Siapa yang dilihat oleh auditor sebagai pengguna laporan keuangan dan siapa yang
dilihat oleh pembuat laporan sebagai pengguna? Apakah ini memengaruhi apa yang
mereka anggap material?
Meskipun mungkin sulit untuk membedakan, mungkin menarik untuk menguji apakah
tingkat ambang materialitas dipengaruhi oleh meningkatnya jumlah tuntutan hukum
yang melibatkan auditor dan pembuat.
Apakah struktur biaya (biaya tetap atau biaya variabel berdasarkan jam) mempengaruhi
tingkat materialitas auditor? Berdasarkan definisi materialitas, struktur biaya seharusnya
tidak menjadi salah satu penentu tingkat materialitas, tetapi tekanan kehidupan nyata
dalam kombinasi dengan biaya tetap dapat mempengaruhi ambang materialitas auditor.

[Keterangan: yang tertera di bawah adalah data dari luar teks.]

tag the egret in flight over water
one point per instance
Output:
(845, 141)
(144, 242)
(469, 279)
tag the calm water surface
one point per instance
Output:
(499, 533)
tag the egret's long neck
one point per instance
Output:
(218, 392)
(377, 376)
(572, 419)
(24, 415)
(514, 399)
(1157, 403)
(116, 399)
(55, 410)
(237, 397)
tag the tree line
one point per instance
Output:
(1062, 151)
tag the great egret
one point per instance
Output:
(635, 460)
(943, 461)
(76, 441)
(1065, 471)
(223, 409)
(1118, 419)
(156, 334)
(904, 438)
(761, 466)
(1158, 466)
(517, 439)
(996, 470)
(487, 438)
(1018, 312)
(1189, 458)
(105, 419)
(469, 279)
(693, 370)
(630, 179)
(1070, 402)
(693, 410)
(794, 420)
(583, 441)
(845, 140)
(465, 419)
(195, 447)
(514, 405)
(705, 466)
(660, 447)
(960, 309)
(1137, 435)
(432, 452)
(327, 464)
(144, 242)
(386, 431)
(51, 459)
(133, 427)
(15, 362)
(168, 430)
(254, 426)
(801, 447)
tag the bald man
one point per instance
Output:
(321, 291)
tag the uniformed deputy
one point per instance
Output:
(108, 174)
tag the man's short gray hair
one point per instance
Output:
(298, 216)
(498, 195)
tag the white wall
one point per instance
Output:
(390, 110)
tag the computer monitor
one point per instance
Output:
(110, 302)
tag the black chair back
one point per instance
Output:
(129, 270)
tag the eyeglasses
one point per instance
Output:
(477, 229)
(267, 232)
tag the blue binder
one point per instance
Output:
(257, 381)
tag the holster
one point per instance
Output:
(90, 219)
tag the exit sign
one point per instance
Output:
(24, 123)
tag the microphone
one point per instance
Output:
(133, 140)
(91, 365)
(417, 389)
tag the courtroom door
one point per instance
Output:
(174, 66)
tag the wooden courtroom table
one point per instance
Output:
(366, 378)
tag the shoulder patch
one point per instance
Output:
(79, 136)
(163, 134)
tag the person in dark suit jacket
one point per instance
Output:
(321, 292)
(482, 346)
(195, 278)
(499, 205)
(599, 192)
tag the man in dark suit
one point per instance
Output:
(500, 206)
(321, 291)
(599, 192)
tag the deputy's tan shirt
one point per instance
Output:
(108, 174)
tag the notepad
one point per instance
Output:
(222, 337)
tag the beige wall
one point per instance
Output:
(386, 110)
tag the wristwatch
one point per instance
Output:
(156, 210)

Jika keberadaan kesenjangan materialitas dapat dikonfirmasi, pertanyaan yang lebih umum
dapat diajukan mengenai evaluasi dan signifikansi ekonomi dari kesenjangan tersebut. Masalah
pihak mana yang 'benar' dalam penilaian ambang batas materialitas harus dijawab dengan
menghubungkan penilaian ambang batas materialitas dengan persepsi biaya dan manfaat audit.
Karena tidak ada bukti bahwa konsensus tentang upaya yang tepat oleh auditor sudah ada,
pertanyaan yang menarik adalah apakah konsensus tersebut dapat didorong dengan
meningkatkan pengungkapan tentang tingkat materialitas, atau, secara lebih umum,
meningkatkan komunikasi mengenai hal ini antara auditor dan perusahaan yang diaudit. . Secara
umum, tampaknya tepat untuk menyimpulkan bahwa, pada tingkat apa pun sehubungan dengan
materialitas, kontrak antara auditor dan perusahaan yang diaudit merupakan bidang yang
memerlukan penelitian lebih lanjut.
Catatan
1. Efektif untuk audit laporan keuangan untuk periode yang dimulai pada atau setelah 15
Desember 2009.
2. Holstrum dan Messier (1982) mengulas dalam makalah empiris artikel mereka tentang
materialitas sampai tahun 1982. Messier et al. (2005) meringkas (antara lain) pekerjaan
sampai tahun 1982 dan mereview pekerjaan empiris sampai tahun 2005.
3. Total aset (TA) pengamatan ini adalah 7,5 juta euro dan penjualan 5,7 juta euro.
Materialitas adalah 0,1 juta euro.
4. Total aset pengamatan ini adalah 16,6 juta euro dan penjualan 8,6 juta euro.
Materialitas menurut auditor adalah 0,8 juta euro.